Política

Lulinha processa deputado Alfredo Gaspar por vídeo feito com inteligência artificial

Filho do presidente Lula afirma que conteúdo o associa a práticas criminosas e ultrapassa os limites da crítica política; outros dois processos foram apresentados contra Flávio Bolsonaro e Romeu Zema

Redação 26/08/2026
Lulinha processa deputado Alfredo Gaspar por vídeo feito com inteligência artificial
Filho do presidente Lula afirma que conteúdo o associa a práticas criminosas e ultrapassa os limites da crítica política - Foto: Instagram

Fábio Luís Lula da Silva, conhecido como Lulinha e filho do presidente Luiz Inácio Lula da Silva (PT), acionou a Justiça contra o deputado federal Alfredo Gaspar por causa de um vídeo produzido com recursos de inteligência artificial. Segundo a defesa, o material utiliza a imagem de Lulinha para associá-lo diretamente à prática de crimes.

De acordo com reportagem publicada pelo Estadão, o vídeo apresenta Fábio Luís como “estrela da corrupção” e utiliza recursos de edição e inteligência artificial para inseri-lo em uma narrativa relacionada a supostos crimes.

O advogado Marcelo Pacheco, responsável pela defesa de Lulinha, afirma que o conteúdo retira imagens e fatos de contexto e estabelece uma ligação entre o filho do presidente e condutas ilícitas que, segundo os advogados, não encontram respaldo em fatos.

A defesa também questiona o uso da expressão “eles roubaram” no vídeo. Para os advogados, a publicação deixa de representar apenas uma manifestação de crítica política, sátira ou humor e passa a atribuir diretamente a Fábio Luís a prática de crimes.

Três ações na Justiça

O processo contra Alfredo Gaspar faz parte de um conjunto de três ações judiciais apresentadas por Lulinha em razão de conteúdos divulgados nas redes sociais. Além do deputado alagoano, foram acionados o senador Flávio Bolsonaro (PL) e o governador de Minas Gerais, Romeu Zema (Novo).

No caso de Flávio Bolsonaro, a contestação envolve o vídeo intitulado “Missão localizar Lulinha”, também produzido com auxílio de inteligência artificial. Conforme a defesa, o material combina uma fotografia real de Fábio Luís com imagens geradas digitalmente e o coloca em uma narrativa relacionada às fraudes envolvendo beneficiários do Instituto Nacional do Seguro Social (INSS).

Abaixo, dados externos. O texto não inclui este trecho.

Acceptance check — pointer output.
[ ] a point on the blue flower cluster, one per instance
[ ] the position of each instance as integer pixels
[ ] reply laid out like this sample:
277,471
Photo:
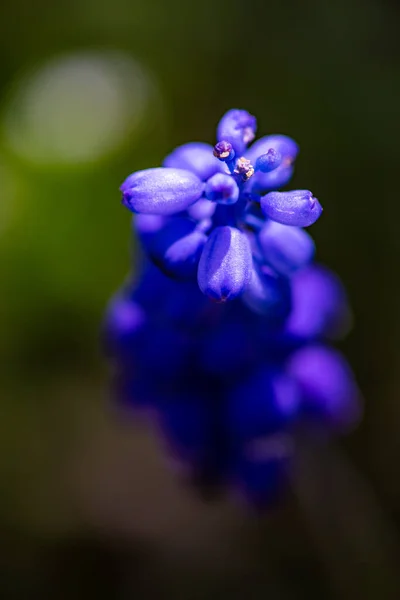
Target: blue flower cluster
226,381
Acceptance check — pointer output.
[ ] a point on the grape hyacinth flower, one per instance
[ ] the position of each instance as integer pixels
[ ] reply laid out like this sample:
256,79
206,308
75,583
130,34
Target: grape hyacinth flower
222,338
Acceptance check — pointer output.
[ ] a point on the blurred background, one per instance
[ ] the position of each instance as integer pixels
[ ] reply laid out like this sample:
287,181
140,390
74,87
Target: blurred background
90,92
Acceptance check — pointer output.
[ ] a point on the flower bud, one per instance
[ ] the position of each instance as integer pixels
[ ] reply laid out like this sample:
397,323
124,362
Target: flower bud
222,188
225,264
286,249
299,208
196,157
161,191
238,127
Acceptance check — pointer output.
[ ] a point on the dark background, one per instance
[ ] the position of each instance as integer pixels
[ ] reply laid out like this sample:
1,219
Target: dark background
91,91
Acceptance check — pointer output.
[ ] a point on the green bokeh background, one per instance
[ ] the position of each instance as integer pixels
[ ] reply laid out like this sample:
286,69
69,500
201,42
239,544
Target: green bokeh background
86,505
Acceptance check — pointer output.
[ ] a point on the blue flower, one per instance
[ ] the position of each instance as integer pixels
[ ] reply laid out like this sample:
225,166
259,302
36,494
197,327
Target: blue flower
225,382
224,186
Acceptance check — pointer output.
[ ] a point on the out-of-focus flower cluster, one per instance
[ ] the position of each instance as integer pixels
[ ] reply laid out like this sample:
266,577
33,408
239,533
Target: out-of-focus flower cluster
225,382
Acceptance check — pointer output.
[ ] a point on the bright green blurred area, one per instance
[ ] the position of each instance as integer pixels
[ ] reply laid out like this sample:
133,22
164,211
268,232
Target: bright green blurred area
93,91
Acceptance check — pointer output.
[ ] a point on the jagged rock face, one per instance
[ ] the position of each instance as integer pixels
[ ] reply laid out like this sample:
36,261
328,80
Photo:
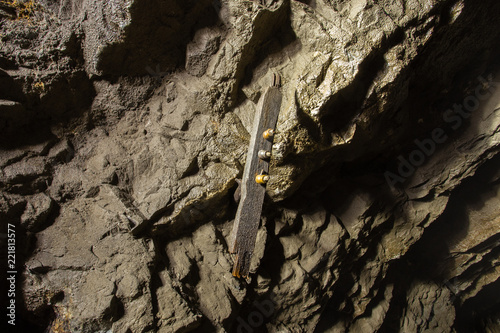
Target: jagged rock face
125,126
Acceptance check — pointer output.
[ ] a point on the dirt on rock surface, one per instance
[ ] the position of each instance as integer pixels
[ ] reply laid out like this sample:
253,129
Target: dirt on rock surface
124,128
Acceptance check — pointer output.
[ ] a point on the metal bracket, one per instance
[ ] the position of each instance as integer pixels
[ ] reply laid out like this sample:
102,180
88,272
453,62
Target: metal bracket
255,177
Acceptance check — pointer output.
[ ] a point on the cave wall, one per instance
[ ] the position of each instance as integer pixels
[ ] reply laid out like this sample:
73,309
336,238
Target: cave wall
124,127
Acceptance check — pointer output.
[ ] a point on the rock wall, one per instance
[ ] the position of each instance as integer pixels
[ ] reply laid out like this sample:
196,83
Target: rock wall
124,127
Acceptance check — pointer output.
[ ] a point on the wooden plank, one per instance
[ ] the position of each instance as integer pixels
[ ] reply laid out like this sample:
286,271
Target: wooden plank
246,223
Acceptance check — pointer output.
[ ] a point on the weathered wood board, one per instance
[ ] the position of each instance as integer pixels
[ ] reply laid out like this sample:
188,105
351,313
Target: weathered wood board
246,223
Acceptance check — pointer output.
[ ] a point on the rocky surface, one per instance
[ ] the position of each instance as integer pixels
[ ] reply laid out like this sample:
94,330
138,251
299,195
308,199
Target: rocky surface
124,127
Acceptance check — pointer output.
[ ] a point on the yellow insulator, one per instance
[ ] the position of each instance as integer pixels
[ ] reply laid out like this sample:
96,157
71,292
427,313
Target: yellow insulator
269,133
261,179
264,154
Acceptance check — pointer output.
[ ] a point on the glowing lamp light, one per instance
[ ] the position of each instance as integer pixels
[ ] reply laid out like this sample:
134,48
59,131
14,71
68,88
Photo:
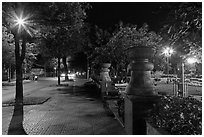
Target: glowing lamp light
168,51
191,60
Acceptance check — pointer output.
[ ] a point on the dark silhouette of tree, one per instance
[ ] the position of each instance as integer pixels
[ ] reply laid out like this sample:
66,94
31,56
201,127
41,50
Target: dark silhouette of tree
62,23
22,35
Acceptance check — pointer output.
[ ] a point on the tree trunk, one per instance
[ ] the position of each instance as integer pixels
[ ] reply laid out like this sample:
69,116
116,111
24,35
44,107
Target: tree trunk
58,68
64,60
19,79
16,124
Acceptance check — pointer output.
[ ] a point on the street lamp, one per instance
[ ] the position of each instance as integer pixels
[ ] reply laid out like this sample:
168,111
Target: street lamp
21,22
168,51
189,60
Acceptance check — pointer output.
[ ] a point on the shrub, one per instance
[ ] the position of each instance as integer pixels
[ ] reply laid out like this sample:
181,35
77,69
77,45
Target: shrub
178,115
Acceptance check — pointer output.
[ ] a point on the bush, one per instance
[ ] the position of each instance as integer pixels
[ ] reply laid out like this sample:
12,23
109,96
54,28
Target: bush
177,115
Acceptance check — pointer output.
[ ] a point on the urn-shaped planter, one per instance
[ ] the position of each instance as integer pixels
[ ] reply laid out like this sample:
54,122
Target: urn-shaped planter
140,82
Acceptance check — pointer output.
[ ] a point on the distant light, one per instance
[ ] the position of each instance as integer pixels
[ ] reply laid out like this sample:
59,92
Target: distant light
168,51
191,60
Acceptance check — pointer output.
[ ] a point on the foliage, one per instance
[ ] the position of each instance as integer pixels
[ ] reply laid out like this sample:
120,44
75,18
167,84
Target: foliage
183,29
60,27
130,36
7,48
178,115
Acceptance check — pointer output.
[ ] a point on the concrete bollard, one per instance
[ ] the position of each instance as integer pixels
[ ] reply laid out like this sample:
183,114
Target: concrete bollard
140,96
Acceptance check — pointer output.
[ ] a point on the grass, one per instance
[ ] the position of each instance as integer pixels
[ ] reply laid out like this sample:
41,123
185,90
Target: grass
168,89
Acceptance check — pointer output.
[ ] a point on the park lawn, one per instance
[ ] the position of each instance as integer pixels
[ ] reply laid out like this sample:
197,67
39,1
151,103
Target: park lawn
168,89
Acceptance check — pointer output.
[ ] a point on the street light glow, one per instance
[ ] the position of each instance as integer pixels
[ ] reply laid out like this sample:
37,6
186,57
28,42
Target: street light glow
21,22
191,60
168,51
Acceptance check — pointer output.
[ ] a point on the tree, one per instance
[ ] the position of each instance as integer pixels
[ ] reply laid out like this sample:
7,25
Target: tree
8,60
17,19
62,23
182,30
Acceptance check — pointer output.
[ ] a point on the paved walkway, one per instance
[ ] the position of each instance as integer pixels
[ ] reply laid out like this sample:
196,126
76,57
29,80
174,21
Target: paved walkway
69,111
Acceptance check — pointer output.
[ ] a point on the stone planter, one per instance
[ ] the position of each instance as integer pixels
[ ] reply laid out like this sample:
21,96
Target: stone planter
140,96
152,130
140,82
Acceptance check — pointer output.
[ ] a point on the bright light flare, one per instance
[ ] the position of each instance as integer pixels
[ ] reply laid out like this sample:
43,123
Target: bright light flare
191,60
168,51
21,22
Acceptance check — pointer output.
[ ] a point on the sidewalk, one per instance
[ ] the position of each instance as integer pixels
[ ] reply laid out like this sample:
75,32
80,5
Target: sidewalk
70,111
13,82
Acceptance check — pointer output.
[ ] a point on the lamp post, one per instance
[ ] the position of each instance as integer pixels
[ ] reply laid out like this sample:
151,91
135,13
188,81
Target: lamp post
189,60
168,51
55,73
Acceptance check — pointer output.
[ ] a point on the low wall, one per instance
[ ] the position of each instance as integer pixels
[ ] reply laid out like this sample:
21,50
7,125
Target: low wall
151,130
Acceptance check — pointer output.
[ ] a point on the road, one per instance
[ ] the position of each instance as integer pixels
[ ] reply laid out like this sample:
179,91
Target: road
8,92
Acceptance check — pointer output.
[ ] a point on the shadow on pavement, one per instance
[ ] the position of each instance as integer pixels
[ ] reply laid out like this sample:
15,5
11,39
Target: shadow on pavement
16,124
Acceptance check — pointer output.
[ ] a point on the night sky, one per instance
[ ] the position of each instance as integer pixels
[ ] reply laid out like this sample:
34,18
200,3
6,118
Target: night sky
107,14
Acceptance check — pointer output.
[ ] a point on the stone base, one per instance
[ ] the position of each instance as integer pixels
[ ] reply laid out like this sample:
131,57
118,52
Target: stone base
136,108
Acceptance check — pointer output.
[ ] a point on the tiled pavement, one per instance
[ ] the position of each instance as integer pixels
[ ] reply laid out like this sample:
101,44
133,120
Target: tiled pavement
69,111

Já a ação contra Romeu Zema questiona os vídeos “Os Intocáveis” e “A casa caiu”. Segundo os advogados de Lulinha, as produções recorrem a animações, montagens e recursos digitais para associar o filho do presidente a investigações, esquemas ilícitos e práticas criminosas.

Defesa diz que crítica política não está sendo questionada

Nos três processos, a defesa de Fábio Luís afirma que o objetivo não é impedir críticas políticas, sátiras ou manifestações de humor nas redes sociais.

O argumento central é de que os conteúdos teriam ultrapassado esses limites ao apresentar Lulinha como responsável pela prática de crimes sem, segundo os advogados, apresentar fundamento factual para essas acusações.

A discussão ocorre em meio ao crescimento do uso de ferramentas de inteligência artificial na produção de vídeos e outros conteúdos publicados nas redes sociais, aumentando também os questionamentos jurídicos sobre os limites entre liberdade de expressão, crítica política, sátira e atribuição de fatos criminosos a pessoas.